Parole d’exilé: solidarité

Parole d’exilé: solidarité

Le passeport est
la partie la plus noble de l’homme. D’ailleurs, un
passeport ne se fabrique pas aussi simplement qu’un homme. On
peut faire un homme n’importe où, le plus
étourdiment du monde et sans motif valable; un passeport,
jamais. Aussi reconnait-on la valeur d’un bon passeport…



Bertolt Brecht


Dans le monde entier, des obstacles
compliquent l’assimilation à une communauté
villageoise. Mais comment franchit-on l’injustice? Refuser la
fabrication d’un procès qui condamne, le recours perdu au
Tribunal fédéral, est facile: il suffit d’aller
à Strasbourg.




A qui, comment dire l’exil
intérieur qu’impose l’erreur judiciaire? Comment
vit-on, Noir, la justice qui a refusé de nous blanchir?




A la veille du vote de
l’initiative dite «Pour des naturalisations
démocratiques», en collaboration avec ACOR SOS Racisme, le
Théâtre Saint-Gervais a invité Babu Islam, citoyen
valaisan et éleveur de vaches au Val d’Hérens,
à partager ces questions avec les spectateurs des
«Dialogues d’exilés».

Au temps du nazisme, Bertolt Brecht imaginait la rencontre dans une
gare de deux survivants sarcastiques en exil. Après la
stupéfiante version de Valentin Rossier et Jean-Quentin
Châtelain, noceurs cyniques ou animateurs décalés
de talk-show laissant libre cours à d’étincelantes
pensées critiques et libres, le public de Saint-Gervais a
poursuivi la soirée avec Babu Islam.

Babu, victime du passé et témoin du chemin difficile qui conduit à l’avenir

Un destin du 20e siècle: comme tant d’hommes, de femmes et
d’enfants fuyant sur la terre entière le massacre de leurs
peuples ou la famine, Babu Islam quitte adolescent le Bangladesh en
proie au génocide.
Il y a 27 ans, son épouse et lui fondent leur famille dans le
village de cette dernière. Destin peu commun? Babu Islam devient
un éleveur de la fameuse vache du Val d’Hérens. Il
s’engage au niveau local, devient sergent-major des pompiers du
village. Polyglotte – il parle six langues -, il rejoint
l’équipe de traducteurs-jurés du canton. Il
connaît le pouvoir de jalouser l’étranger comme
intrus et réagit avec sérénité, il vit
l’intégration heureuse de celui qui a trouvé en
Valais une nouvelle patrie.

Mais il subit aussi de pénibles situations de racisme primaire.
Il y a une douzaine d’années, son fils se fait cracher
dessus, insulter et frapper par le père d’un camarade de
classe. Babu Islam perd le procès intenté pour
protéger son enfant.

Un matin, alors qu’il sort de sa grange après avoir
soigné ses bêtes, un homme l’agresse
par-derrière, l’étrangle, l’assomme. A son
réveil, Babu Islam baigne dans son sang. Il dépose
plainte, contre X, et ne sait toujours pas qui est son agresseur.

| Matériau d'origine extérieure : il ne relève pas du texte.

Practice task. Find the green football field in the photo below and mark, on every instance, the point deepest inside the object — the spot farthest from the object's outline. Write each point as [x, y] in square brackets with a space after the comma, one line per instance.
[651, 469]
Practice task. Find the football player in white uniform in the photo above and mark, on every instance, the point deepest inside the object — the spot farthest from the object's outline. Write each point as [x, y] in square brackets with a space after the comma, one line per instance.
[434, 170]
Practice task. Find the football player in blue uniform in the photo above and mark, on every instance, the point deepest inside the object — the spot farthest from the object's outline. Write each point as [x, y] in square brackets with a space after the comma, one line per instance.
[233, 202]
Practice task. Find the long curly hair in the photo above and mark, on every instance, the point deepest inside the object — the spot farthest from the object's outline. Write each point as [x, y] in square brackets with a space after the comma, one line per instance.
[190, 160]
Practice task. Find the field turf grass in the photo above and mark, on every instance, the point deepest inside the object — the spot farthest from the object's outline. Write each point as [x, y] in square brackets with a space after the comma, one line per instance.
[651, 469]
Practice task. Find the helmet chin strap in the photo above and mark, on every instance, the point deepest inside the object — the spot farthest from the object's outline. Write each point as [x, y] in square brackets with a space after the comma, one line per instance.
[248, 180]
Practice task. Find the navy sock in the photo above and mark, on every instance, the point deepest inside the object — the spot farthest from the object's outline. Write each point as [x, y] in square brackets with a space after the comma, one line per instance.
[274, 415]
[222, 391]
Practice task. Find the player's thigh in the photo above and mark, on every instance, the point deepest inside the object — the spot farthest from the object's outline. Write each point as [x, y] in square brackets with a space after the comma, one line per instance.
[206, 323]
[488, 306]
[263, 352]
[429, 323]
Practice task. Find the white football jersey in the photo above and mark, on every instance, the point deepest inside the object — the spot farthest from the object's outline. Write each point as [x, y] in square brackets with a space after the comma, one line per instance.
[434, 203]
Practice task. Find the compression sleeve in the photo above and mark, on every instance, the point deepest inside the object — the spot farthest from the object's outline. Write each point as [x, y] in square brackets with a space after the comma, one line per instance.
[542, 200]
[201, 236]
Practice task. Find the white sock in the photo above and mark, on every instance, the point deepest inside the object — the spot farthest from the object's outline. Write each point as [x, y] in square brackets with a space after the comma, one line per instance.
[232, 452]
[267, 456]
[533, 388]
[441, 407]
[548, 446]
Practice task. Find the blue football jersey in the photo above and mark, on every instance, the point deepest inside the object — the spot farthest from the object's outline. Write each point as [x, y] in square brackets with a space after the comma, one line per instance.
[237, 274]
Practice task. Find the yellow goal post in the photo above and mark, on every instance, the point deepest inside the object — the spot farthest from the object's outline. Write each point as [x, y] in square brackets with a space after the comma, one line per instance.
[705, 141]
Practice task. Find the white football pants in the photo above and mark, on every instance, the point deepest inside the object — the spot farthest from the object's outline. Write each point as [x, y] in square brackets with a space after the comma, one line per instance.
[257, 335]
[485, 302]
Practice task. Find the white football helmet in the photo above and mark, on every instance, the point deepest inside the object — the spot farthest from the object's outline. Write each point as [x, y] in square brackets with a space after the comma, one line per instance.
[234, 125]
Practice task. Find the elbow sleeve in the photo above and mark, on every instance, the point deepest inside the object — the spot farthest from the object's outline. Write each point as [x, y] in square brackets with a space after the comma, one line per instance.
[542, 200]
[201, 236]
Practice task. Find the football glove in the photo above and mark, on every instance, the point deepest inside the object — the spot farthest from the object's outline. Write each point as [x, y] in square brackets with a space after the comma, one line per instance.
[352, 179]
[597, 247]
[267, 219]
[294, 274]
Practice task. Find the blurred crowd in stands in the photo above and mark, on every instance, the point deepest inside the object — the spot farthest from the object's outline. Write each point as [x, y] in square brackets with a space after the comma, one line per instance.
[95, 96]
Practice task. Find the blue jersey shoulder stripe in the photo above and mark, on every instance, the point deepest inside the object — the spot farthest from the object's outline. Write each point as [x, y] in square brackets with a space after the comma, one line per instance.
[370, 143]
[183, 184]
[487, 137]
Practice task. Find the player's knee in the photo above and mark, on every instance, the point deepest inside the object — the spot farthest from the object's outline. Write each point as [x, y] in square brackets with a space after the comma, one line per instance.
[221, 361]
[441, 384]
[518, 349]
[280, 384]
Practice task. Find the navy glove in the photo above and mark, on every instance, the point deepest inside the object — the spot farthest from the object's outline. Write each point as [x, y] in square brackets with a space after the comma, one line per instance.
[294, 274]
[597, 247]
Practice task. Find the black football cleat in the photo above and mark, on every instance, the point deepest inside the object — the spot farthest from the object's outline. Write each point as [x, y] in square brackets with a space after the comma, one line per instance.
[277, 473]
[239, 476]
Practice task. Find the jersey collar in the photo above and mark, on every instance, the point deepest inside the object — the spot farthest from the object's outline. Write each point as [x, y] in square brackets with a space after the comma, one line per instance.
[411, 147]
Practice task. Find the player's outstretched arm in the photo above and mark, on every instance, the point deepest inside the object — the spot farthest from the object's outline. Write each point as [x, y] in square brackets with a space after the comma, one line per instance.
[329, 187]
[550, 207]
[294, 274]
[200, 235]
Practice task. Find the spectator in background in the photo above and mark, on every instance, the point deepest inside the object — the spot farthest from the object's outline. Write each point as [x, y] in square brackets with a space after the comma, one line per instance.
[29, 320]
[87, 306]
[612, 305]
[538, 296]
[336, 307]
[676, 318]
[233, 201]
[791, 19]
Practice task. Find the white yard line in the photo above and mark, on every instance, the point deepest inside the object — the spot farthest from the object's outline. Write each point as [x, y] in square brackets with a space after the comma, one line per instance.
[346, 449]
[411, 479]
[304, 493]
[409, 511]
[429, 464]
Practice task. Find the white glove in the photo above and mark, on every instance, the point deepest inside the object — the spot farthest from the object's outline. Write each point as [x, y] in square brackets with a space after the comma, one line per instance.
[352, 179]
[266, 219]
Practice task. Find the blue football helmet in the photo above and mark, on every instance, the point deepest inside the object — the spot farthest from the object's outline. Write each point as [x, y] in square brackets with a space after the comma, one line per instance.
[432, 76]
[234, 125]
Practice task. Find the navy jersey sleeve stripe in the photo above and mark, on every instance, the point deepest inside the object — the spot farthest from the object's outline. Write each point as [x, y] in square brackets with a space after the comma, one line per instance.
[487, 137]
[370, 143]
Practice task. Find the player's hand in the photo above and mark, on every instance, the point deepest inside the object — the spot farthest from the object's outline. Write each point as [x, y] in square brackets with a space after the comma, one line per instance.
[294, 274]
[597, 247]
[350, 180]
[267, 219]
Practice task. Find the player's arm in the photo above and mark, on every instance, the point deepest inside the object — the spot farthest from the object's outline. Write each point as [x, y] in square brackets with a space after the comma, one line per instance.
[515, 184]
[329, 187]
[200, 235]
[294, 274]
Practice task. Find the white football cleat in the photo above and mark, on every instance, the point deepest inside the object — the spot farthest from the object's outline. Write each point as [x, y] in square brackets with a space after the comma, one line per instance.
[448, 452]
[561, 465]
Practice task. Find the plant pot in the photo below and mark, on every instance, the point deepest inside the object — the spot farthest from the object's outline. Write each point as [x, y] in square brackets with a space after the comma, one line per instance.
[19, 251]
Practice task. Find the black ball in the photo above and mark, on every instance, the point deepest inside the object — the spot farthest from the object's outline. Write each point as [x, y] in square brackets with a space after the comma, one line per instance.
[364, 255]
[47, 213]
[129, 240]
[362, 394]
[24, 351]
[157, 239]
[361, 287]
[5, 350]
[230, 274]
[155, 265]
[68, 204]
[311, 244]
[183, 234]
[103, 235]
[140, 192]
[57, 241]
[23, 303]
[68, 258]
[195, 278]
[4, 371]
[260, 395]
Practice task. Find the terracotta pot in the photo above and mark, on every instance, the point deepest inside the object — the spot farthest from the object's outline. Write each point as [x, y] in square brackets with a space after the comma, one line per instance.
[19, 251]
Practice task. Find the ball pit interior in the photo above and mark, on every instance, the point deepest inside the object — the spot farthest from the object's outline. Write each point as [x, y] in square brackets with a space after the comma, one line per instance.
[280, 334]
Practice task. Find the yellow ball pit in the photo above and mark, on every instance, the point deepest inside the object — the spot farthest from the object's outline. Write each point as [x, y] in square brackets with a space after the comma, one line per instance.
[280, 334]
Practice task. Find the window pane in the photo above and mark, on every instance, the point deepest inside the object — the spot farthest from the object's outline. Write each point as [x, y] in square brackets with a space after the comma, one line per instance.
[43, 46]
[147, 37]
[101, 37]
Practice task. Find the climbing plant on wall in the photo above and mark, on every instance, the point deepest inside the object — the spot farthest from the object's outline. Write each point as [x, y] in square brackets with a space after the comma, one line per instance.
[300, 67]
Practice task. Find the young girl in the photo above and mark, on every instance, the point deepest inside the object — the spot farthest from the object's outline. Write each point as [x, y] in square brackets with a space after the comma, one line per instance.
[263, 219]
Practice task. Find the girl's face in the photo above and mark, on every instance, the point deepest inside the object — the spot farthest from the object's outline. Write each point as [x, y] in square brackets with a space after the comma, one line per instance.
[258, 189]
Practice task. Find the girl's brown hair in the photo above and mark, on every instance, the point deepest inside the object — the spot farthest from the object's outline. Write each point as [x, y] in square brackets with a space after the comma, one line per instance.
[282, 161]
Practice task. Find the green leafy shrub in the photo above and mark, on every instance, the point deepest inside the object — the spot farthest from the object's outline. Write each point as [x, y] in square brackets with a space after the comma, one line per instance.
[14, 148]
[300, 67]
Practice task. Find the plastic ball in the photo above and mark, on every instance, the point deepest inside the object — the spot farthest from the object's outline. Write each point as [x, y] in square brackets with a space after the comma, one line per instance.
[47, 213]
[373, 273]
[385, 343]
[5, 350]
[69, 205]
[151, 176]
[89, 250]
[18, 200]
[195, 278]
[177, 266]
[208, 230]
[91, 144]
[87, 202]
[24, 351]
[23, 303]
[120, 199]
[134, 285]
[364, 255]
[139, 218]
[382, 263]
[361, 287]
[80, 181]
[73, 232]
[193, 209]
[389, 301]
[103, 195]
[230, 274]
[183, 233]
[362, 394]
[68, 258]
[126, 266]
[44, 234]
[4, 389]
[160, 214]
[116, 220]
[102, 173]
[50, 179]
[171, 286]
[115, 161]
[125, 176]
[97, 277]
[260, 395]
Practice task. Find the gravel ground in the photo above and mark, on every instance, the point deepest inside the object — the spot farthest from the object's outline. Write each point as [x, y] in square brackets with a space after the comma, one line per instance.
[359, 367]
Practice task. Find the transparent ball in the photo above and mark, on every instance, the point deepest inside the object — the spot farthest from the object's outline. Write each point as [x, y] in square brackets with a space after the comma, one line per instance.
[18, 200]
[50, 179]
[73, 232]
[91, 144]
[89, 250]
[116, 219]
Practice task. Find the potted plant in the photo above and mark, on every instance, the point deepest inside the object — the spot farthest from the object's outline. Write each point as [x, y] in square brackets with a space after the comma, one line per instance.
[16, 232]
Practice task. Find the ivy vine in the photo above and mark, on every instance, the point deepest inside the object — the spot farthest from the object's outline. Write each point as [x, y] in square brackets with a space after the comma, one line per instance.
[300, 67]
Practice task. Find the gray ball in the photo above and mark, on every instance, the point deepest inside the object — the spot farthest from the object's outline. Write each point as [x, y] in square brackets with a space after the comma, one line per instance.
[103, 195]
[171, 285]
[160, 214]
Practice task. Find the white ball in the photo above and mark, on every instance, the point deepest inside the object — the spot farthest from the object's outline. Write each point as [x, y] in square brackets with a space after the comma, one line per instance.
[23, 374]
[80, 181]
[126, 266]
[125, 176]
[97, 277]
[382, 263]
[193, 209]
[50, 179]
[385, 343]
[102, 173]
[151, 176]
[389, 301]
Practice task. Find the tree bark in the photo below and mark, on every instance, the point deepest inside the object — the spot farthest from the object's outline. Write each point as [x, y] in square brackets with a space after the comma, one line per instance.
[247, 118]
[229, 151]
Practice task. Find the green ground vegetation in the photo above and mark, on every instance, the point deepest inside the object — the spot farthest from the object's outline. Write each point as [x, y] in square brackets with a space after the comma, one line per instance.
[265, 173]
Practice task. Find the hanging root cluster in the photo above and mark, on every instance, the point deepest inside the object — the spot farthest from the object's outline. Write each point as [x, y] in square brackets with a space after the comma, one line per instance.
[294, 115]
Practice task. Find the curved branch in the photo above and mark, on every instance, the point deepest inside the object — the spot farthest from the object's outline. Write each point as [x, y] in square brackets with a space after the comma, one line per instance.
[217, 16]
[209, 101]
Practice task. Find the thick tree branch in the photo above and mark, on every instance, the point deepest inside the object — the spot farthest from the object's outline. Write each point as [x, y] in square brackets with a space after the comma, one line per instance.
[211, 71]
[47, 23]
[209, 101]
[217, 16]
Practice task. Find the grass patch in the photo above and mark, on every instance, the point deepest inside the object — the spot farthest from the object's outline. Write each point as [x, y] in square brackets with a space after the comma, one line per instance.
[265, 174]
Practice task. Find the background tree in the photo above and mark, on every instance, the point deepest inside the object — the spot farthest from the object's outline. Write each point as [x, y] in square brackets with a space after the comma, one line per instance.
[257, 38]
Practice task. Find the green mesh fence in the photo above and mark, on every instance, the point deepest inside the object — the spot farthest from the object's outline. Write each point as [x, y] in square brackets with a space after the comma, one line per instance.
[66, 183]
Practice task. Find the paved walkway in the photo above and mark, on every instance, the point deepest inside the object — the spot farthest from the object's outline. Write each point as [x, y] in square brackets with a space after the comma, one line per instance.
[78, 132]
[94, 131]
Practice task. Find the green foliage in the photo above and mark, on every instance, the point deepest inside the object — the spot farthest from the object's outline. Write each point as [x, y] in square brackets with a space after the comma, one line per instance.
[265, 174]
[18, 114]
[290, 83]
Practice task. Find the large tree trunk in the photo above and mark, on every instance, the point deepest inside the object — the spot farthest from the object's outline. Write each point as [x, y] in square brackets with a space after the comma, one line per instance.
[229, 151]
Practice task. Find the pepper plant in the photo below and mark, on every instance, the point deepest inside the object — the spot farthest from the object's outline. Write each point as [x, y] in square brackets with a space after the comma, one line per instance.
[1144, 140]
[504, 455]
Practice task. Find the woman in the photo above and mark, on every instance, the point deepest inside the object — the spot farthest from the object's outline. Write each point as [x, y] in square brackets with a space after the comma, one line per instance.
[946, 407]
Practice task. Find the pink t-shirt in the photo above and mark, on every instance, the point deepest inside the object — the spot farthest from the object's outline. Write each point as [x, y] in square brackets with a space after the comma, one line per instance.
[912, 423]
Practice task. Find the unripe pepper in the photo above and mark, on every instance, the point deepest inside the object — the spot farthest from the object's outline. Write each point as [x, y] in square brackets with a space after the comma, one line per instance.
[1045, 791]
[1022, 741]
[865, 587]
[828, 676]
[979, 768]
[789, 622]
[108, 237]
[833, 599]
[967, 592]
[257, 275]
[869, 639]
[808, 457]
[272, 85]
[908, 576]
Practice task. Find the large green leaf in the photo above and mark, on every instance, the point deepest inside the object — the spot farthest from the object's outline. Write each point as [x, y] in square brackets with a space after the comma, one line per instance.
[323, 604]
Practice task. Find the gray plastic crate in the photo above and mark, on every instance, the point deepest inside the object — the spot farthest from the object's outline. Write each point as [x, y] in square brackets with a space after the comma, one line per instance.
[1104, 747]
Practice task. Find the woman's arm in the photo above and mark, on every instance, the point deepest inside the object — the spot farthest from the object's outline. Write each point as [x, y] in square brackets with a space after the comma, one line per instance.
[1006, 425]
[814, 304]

Puis, c’est un préposé communal qui le
persécute, établit des rapports mensongers et humilie le
«nègre». Il importune grossièrement la
famille et la justice satisfait à sa demande qu’il soit
relevé des missions qu’il effectuait à leur
domicile et sur leurs terres. Commence alors le calvaire de Babu Islam.
Le préposé déchu de son mandat dépose une
plainte contre ce dernier et l’accuse de lui avoir tendu une
embuscade, de l’avoir frappé au visage, menacé de
mort. Et la justice condamne Babu Islam qui perd, jusqu’au
Tribunal fédéral, les recours qu’il a
déposés. Il s’adresse maintenant à la Cour
européenne des droits de l’homme à Strasbourg afin
qu’elle statue sur son cas et établisse que le jugement
formulé contre lui n’était pas fondé.

Nous combattions les discriminations infligées aux
«étrangers» et le racisme vient de franchir une
nouvelle frontière. Il menace des citoyen-ne-s suisses.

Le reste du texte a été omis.